To love and to be loved are inherently the same. Love is contagious; the more we give it, the more we receive it. And the beautiful thing about love is that it is expansive, not scarce. It is ever-growing. So the question becomes: why, then, is love lacking in the world? It goes back to the idea that to love and to be loved are inherently the same thing. To love, you must be loved, and to be loved, you must love—a classic chicken-or-the-egg scenario.

Children are not born to hate, they are born to love, but the road to adulthood is paved with pain and hurdles. Some people are less fortunate than others; some are abused, bullied, and victimized by others, including friends and family members. Shame and trauma are more common than we care to admit, and they take a major toll on love.

Shame and trauma don’t prevent love, though. They simply make it more difficult. A person who was shamed and traumatized is more likely to have low self-esteem and engage in self-sabotaging behaviors. For instance, people who were made to feel worthless as children likely will grow to have a negative self-image, which will lead them, though unconsciously, to question why anyone else would love them.

Love is no simple matter. Feeling enamored with someone alone does not qualify as love, let alone true, healthy love. Take the parents who “love” their children and, in the name of love, bully them into being someone they are not. Take the former lover who, in the name of love, becomes a creepy stalker. Take even the citizens who “love” their countries who, in the name of love, commit terrorist acts against one of their fellow citizens.

Is Love Everything?

With the description of my last relationship, you may wonder, “why did it end if it were so beautiful?” Truthfully, I wish it had never come to an end.
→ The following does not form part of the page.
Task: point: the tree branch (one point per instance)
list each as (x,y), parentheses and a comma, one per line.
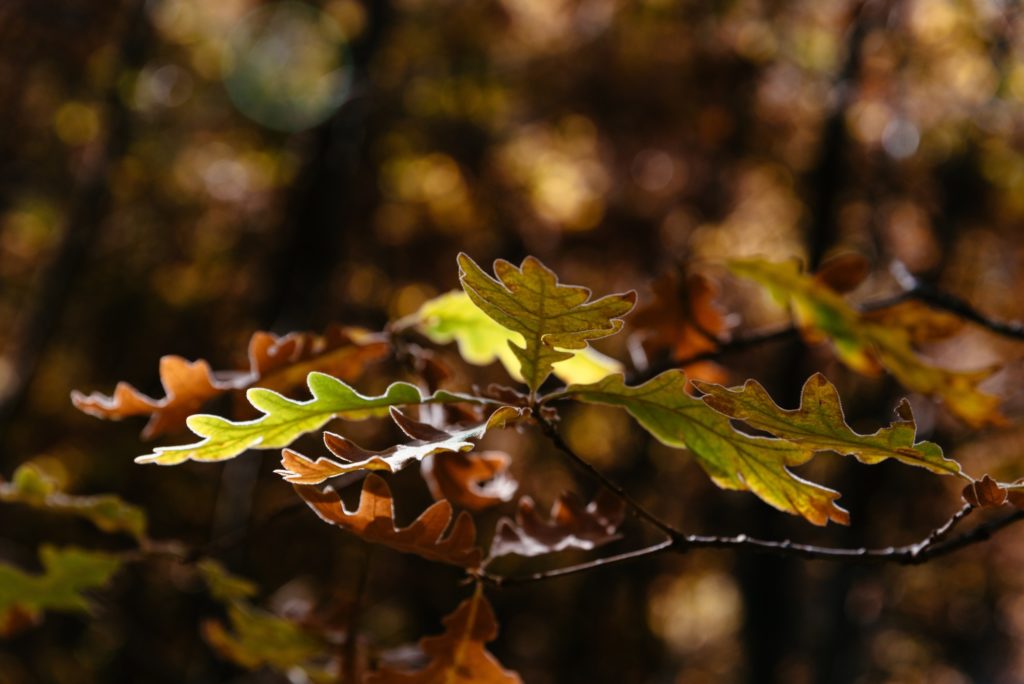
(552,433)
(934,545)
I wish we were still together and I could have married her. But I have come to realize, the hard way indeed, that love is not everything. That love does not hold all the answers. That love is incredibly irrational and can blind you. The odds were against us. There was the distance. There was the age difference. There were our respective situations. There were several factors that made it incredibly difficult. And while I would have tried in other circumstances, I realized it did not make sense, and it may never make sense.

I also came to realize, both from reading and personal experience, that there is no such thing as The One. There are many Ones, and The One is the person we decide it to be. This perhaps sounds unromantic, but it’s a healthier love philosophy than the alternative scarcity mindset: that there is only one person for us, which forces us to settle for suboptimal relationships. The good news: When I find “The One” and marry her, that will be not only because I love her as I have never loved anyone else before, but also because we know that together we can build a future that makes sense. And there is a silver lining in the sky; most women I have dated in the past I felt could be “The One.”
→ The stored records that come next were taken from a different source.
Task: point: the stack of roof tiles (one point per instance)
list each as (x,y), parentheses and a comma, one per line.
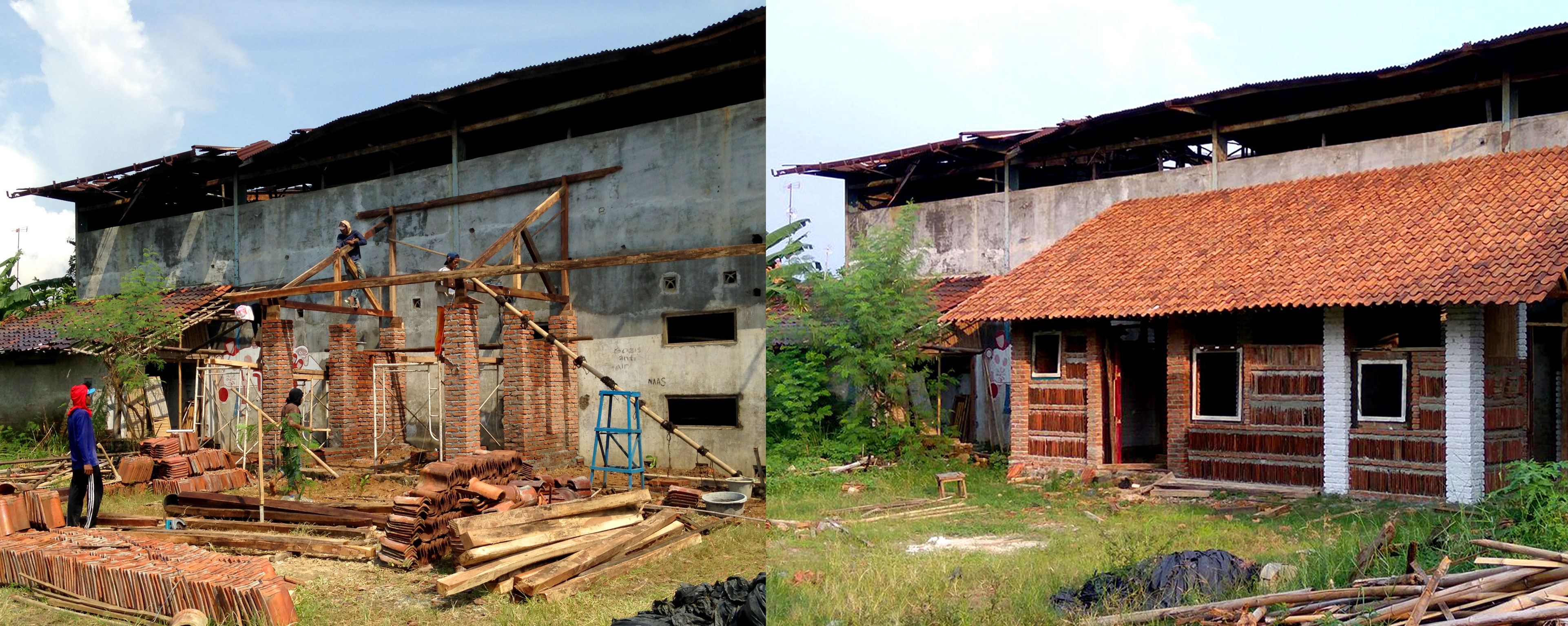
(150,575)
(212,481)
(418,531)
(1481,230)
(683,496)
(135,470)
Meanwhile, I keep my mind and heart open. And I realize that, unlike what I’ve experienced in the past, true love will come, but perhaps not in the way I think, and that it will take time to grow—as good things generally do. I will meet someone, and over time true love will come. I don’t know how much time is needed and how much growing up I need to do. But I know that the day I do, I will look back at these early years with a smile, thinking about how much I’ve learned and how far I’ve come.

So what is my theory of love? That love is seeing another person for who they are, without question, without judgment. That love is the absence of a need to understand. That it is acceptance of another person’s flaws-not because we accept to live with them as in some sort of compromise, but rather because we see them more as cute idiosyncrasies than as flaws. That love is perceived perfection. That we can love indiscriminately so long as we open our hearts. That we can learn to better love our friends, family members, and neighbors. That we can find true love in relationships, in our families, and in our friendships.

That we can find true love everywhere if we try.